# Friend wounded



## SWAMPBUCK10PT (Apr 5, 2010)

*Guys I just found out a Bit ago--Some friends of ours. Their Son Mark Zambon has been wounded bad in Iraq--He step on a land mine a few days ago. He lost both legs and some fingers. He has been up-Graded from critical to serious. He could use lots of prayers Thanks Swampbuck-*


----------



## ebbs (Feb 7, 2010)

You got it Skip. It's the least I can do for his service to our country.


----------



## hassell (Feb 9, 2010)

No problem Skip, prayers are sent.


----------



## ReidRH (Feb 1, 2010)

You betcha Skip for Mark and his Parents! I know they are going Crazy!!


----------



## On a call (Mar 3, 2010)

Prayers just sent.

War is just too real. Such a shame.


----------



## bar-d (Feb 3, 2010)

Prayers sent Skip.


----------



## youngdon (Mar 10, 2010)

From Arizona too, Skip.


----------



## jriggs (Jan 3, 2011)

i sent my guardian angel his way......


----------



## huntfishski (Mar 17, 2010)

Absolutely.
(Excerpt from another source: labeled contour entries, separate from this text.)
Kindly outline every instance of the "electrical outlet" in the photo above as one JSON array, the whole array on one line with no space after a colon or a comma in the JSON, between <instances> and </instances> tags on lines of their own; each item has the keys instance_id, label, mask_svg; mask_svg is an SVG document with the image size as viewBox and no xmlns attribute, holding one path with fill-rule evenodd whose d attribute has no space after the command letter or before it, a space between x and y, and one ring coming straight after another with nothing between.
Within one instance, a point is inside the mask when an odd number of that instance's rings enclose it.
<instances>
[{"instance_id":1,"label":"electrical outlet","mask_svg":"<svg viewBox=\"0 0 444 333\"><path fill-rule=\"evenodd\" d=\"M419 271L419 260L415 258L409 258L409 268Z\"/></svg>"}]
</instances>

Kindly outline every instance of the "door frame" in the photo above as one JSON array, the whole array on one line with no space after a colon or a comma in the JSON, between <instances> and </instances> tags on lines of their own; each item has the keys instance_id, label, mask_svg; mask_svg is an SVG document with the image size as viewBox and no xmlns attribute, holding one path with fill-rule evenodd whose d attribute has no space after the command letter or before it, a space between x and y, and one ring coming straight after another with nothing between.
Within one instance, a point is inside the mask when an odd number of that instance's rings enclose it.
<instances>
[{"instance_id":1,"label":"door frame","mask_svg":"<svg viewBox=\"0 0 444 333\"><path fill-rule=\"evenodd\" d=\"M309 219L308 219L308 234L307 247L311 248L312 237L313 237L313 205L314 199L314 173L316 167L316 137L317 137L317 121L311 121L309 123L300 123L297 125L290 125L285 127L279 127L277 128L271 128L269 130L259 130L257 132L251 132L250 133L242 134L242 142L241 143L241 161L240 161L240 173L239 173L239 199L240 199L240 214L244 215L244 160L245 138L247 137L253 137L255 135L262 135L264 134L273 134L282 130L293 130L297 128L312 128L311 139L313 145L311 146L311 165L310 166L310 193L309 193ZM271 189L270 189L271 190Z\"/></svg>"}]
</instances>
We always pray for our soldiers.


----------



## SWAMPBUCK10PT (Apr 5, 2010)

*Guys I've just talked to Marks Mom Barb--Mark has servived the worst few days, He'll be flown back to the states soon---She talked to him today and he told her he'll do fine,and he's looking forward to his new legs--Mark is 26 and has been in the service since 2003--Barbs want to thank you all for your prayers--She knows God will Help them through this and your prayers will too--------SB*


----------



## youngdon (Mar 10, 2010)

I'll send a few more that way, 'cause you can never have enough.


----------



## On a call (Mar 3, 2010)

Skip keep us posted. Did you know him personally ?


----------



## wvcoyote (Mar 14, 2010)

A few more from wv giong his way


----------



## catcapper (Feb 11, 2010)

Prayers sent out from the Colorado Rocky Mountains Skip
One tuff soldier.


----------



## bones44 (Jan 7, 2011)

Prayers going out right now !!


----------



## RoughNeck (Mar 16, 2010)

Prayers are sent skip


----------



## youngdon (Mar 10, 2010)

Welcome to the forum bones44.


----------